"Beethoven: Kakadu variations - Trios Opp. 11 & 70 no. 2" di Trio Metamorphosi; Decca Italy (dettaglio copertina) (universalmusic.it)

La Recensione

di Anna Menichetti

Da lunedì 22 a venerdì 26 febbraio 2021

Settimana ricca di emozioni, le più disparate: attraversando il Novecento con le ultime propaggini del secolo precedente, si osserva il modificarsi del suono attraverso autori che non solo hanno lasciato traccia di sé ma che hanno introdotto il concetto filosofico della musica, nella struttura e nella forma.

Si inizia lunedì 22 febbraio con un connubio fascinosissimo di Ravel affiancato dal compositore italiano Mauro Montalbetti (Brescia 1969), notissimo, che si cimenta in un percorso parallelo tra scrittura raveliana, non a caso da Miroirs, e un gioco di specchi e frammenti luminosi in omaggio al grande basco.

Proseguiamo martedì 23 febbraio con pitture e suggestioni della grandissima Elena Bashkirova (già moglie di Gidon Kremer e poi seconda moglie di Daniel Barenboim), musa e artista sofisticata, che propone uno Dvořák poeta e pittore, una “necessità” a detta del grande maestro ceco più che ispirata, con la splendida op. 85.

Con Carlo Alessandro Landini, mercoledì 24 febbraio, ci avviciniamo al “pensiero” musicale: quel concetto inseguito dall'inizio di questa settimana, che trova poi nel Beethoven successivo, l'anima insita della complessità estetica del secolo XX: Landini interpretato dal grandissimo Massimiliano Damerini, esce dalla “forma”, insegue la “riflessione” e realizza una concezione della musica di translucida trascendenza.

Giovedì 25 febbraio approdiamo, dunque, a Beethoven. Al suo intento rigoroso ed ermeneutico della musica da ascoltare con la mente, della profondità intellettuale del suono, del mistero acustico irrisolto: il Trio Metamorphosi interpreta, come sempre con grande osservanza e virtuosismo, la splendida op. 121 a, e due Trii op. 11 e op. 70.

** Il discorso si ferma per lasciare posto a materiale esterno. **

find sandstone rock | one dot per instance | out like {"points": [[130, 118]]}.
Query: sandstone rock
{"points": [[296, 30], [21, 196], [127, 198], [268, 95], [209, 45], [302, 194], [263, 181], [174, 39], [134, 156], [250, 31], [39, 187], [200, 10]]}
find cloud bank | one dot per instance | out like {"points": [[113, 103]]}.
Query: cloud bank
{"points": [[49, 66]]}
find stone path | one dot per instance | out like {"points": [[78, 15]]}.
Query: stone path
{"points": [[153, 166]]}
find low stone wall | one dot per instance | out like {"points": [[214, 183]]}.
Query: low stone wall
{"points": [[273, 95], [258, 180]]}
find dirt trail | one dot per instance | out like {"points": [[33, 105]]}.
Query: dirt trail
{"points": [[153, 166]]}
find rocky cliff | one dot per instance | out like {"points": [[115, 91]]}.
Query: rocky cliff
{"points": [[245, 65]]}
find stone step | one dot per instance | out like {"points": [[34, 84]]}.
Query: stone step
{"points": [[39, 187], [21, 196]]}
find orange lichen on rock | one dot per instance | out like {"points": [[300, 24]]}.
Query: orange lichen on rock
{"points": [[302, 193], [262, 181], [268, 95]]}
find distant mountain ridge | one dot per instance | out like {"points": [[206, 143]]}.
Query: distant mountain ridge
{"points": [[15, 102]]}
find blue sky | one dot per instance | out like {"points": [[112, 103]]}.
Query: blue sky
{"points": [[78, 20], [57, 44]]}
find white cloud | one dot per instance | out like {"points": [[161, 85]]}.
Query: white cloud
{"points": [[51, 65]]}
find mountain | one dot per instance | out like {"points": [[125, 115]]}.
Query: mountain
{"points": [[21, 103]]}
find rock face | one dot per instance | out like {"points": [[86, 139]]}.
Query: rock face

Concludiamo con i due violinisti Claudio Mondini e Anna Pecora che, anche in questo caso, accostano non certo arbitrariamente ma con sicuro piglio audace il Bartók delle danze transilvane e l'op.56 di un Prokofiev assorto, modale, etnico persino, nella sua concezione “nuova” e riflessiva della forma musicale.

Settimana d'intelletto, per un nuovo anno carico di aspettative!